Bruciano le bollette a Napoli

CARO BOLLETTE: A NAPOLI LE HANNO BRUCIATE 

 

A Napoli i disoccupati hanno inscenato un’inedita forma di protesta contro il caro delle bollette energetiche bruciandole in due grandi bracieri. E se anche noi ci rifiutassimo di pagare?

Il 2 settembre i disoccupati aderenti al Movimento 7 novembre a cui si sono affiancati i disoccupati della 167 di Scampia hanno bruciato le loro bollette del gas e dell’energia elettrica in due grandi bracieri allestiti in Piazza Matteotti di fronte all’Ufficio Postale Centrale dove in questi giorni dovevano pagarle.

L’inedita manifestazione si è svolta per protestare contro i ripetuti aumenti delle tariffe energetiche non più sostenibili da persone che tra le altre cose non hanno un lavoro.
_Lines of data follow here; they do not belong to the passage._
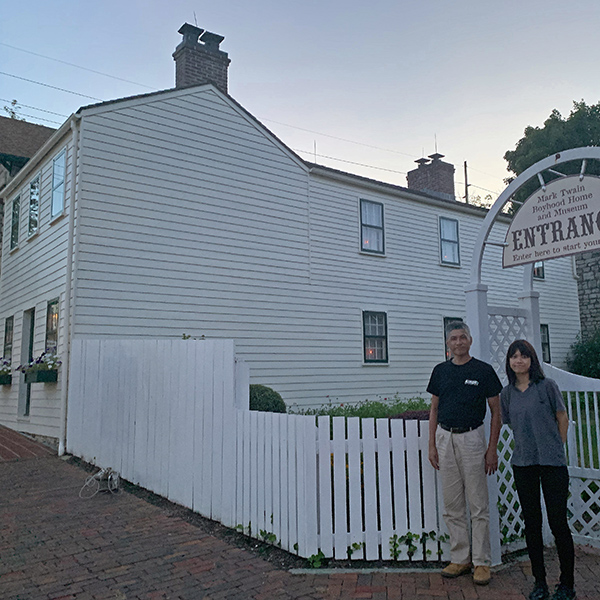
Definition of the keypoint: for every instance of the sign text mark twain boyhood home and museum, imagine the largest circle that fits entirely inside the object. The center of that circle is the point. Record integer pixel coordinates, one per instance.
(562, 220)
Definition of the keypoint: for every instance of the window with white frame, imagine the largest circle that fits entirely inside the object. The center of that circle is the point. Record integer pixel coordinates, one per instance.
(14, 223)
(371, 227)
(34, 205)
(545, 335)
(538, 270)
(58, 184)
(375, 337)
(449, 243)
(52, 327)
(8, 337)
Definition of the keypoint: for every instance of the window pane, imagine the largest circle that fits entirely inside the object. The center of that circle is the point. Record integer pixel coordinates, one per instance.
(14, 231)
(372, 239)
(375, 337)
(372, 213)
(52, 327)
(34, 205)
(450, 252)
(58, 184)
(8, 336)
(449, 229)
(372, 232)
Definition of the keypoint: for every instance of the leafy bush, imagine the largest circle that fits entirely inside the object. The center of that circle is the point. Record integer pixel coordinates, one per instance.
(584, 356)
(265, 399)
(368, 408)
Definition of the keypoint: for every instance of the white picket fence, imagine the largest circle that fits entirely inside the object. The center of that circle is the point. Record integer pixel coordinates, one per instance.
(349, 488)
(172, 416)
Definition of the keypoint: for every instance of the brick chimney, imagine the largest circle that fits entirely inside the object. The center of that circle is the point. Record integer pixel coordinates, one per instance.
(198, 62)
(435, 177)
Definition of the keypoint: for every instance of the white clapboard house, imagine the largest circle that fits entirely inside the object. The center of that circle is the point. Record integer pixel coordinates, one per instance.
(179, 212)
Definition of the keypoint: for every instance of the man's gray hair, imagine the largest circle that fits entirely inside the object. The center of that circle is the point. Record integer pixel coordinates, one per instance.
(457, 325)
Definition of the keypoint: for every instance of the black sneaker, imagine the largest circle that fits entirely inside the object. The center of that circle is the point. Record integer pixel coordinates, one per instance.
(562, 592)
(539, 592)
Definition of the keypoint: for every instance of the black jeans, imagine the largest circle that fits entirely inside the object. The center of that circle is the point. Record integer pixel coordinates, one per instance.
(555, 485)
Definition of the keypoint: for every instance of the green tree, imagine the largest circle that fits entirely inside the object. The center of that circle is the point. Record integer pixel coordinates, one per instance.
(580, 128)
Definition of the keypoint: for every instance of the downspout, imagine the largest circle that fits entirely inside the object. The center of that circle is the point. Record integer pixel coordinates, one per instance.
(64, 390)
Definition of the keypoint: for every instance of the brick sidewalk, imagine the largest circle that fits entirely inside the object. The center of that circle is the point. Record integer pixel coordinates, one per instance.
(54, 545)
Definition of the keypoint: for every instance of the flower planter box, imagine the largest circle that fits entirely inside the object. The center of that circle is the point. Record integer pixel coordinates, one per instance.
(41, 377)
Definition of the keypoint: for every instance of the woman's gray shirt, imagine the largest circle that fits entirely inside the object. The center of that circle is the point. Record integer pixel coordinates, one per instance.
(532, 417)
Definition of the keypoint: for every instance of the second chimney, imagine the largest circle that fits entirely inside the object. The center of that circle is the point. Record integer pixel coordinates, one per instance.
(198, 62)
(435, 177)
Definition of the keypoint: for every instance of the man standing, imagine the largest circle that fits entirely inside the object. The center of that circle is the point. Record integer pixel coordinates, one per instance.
(459, 390)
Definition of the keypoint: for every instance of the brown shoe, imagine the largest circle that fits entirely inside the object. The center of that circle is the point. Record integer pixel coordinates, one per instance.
(455, 570)
(481, 575)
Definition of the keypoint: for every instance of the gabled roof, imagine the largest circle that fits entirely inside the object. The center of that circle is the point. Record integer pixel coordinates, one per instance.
(22, 139)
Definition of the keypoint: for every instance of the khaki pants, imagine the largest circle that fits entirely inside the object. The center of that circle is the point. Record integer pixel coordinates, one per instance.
(462, 470)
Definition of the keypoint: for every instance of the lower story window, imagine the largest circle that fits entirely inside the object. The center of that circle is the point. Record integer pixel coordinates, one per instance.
(52, 327)
(545, 335)
(375, 337)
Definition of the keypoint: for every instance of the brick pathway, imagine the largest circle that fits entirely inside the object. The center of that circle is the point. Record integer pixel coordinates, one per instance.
(56, 546)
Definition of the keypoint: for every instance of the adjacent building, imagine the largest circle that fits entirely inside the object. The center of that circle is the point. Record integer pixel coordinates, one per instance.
(178, 212)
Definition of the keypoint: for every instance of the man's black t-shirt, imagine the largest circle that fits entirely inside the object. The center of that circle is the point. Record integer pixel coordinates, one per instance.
(463, 391)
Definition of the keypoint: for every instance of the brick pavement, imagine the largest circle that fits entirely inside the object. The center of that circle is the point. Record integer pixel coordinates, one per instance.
(56, 546)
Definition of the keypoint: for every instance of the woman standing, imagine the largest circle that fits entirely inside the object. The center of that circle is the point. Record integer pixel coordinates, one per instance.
(533, 406)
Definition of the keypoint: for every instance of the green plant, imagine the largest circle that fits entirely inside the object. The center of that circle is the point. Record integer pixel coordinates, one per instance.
(378, 409)
(266, 399)
(44, 362)
(355, 547)
(584, 356)
(315, 561)
(267, 536)
(5, 368)
(408, 540)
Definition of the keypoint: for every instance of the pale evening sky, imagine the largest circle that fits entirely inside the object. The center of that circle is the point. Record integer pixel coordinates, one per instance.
(390, 76)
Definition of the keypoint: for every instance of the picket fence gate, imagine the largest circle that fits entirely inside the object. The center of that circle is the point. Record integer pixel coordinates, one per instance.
(172, 416)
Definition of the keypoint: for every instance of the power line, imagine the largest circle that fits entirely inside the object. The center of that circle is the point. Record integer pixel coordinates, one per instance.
(35, 108)
(349, 162)
(338, 138)
(64, 62)
(50, 86)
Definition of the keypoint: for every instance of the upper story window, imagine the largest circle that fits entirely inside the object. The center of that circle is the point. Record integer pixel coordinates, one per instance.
(545, 335)
(34, 205)
(52, 327)
(449, 244)
(58, 184)
(371, 227)
(14, 227)
(8, 336)
(375, 337)
(538, 271)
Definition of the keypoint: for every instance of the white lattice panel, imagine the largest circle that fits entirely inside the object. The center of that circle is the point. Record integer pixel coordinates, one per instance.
(504, 329)
(511, 522)
(584, 504)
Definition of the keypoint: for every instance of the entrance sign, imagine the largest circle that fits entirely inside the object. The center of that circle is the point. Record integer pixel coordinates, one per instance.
(561, 220)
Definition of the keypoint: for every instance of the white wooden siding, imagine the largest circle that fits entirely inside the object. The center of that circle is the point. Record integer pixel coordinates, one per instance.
(30, 277)
(194, 221)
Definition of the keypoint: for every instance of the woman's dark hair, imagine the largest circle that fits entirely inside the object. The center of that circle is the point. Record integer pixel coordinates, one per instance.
(536, 373)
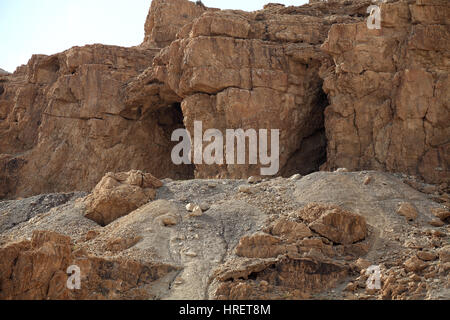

Dall’altro lato i commercianti ed i ristoratori di Napoli, imitando quanto avvenuto alcune settimane a Firenze, hanno appeso le loro esose bollette ai vetri dei loro negozi.

Il malcontento per i continui ed ingiustificati rincari delle bollette energetiche  che cadono sulla testa dei cittadini sta montando sempre di più mentre la nostra classe politica, indaffarata nella campagna elettorale, sembra, a parte alcuni slogan, non preoccuparsene troppo.

E se anche noi imitassimo quanto fatto a Napoli? Oppure più semplicemente ci rifiutassimo di pagarle come sta avvenendo nel Regno Unito? Nella patria di Sua Maestà un movimento denominato “Don’t Pay” ha iniziato dal maggio scorso a mobilitarsi per protestare contro i continui aumenti del gas e dell’energia elettrica. Il movimento spontaneo è nato nel maggio scorso dall’idea un po’ bizzarra di alcuni giovani che una sera si erano ritrovati a bere una birra in un Pub. Da quel momento la protesta  si è espansa a macchia d’olio ed al momento conta centinaia di migliaia di persone che hanno aderito all’appello di non pagare le bollette.

Secondo i promotori all’1’ di ottobre, giorno in cui metteranno in atto la loro protesta ritirando dalle banche l’addebito diretto delle bollette, i britannici che aderiranno alla protesta potrebbero arrivare addirittura a 500 mila. Una grande quantità di persone che se davvero non pagherà le bollette potrebbe mettere in serio pericolo i bilanci delle imprese energetiche britanniche.

E proprio questo quello che vogliono: metter in crisi le imprese fornitrici di gas ed energia del Regno Unito per convincere il governo a prendere provvedimenti seri. Anche in Gran Bretagna i cittadini fanno fatica già adesso a pagare i loro conti e la situazione potrebbe diventare drammatica perché dal 1’ ottobre il governo ha annunciato ulteriori aumenti.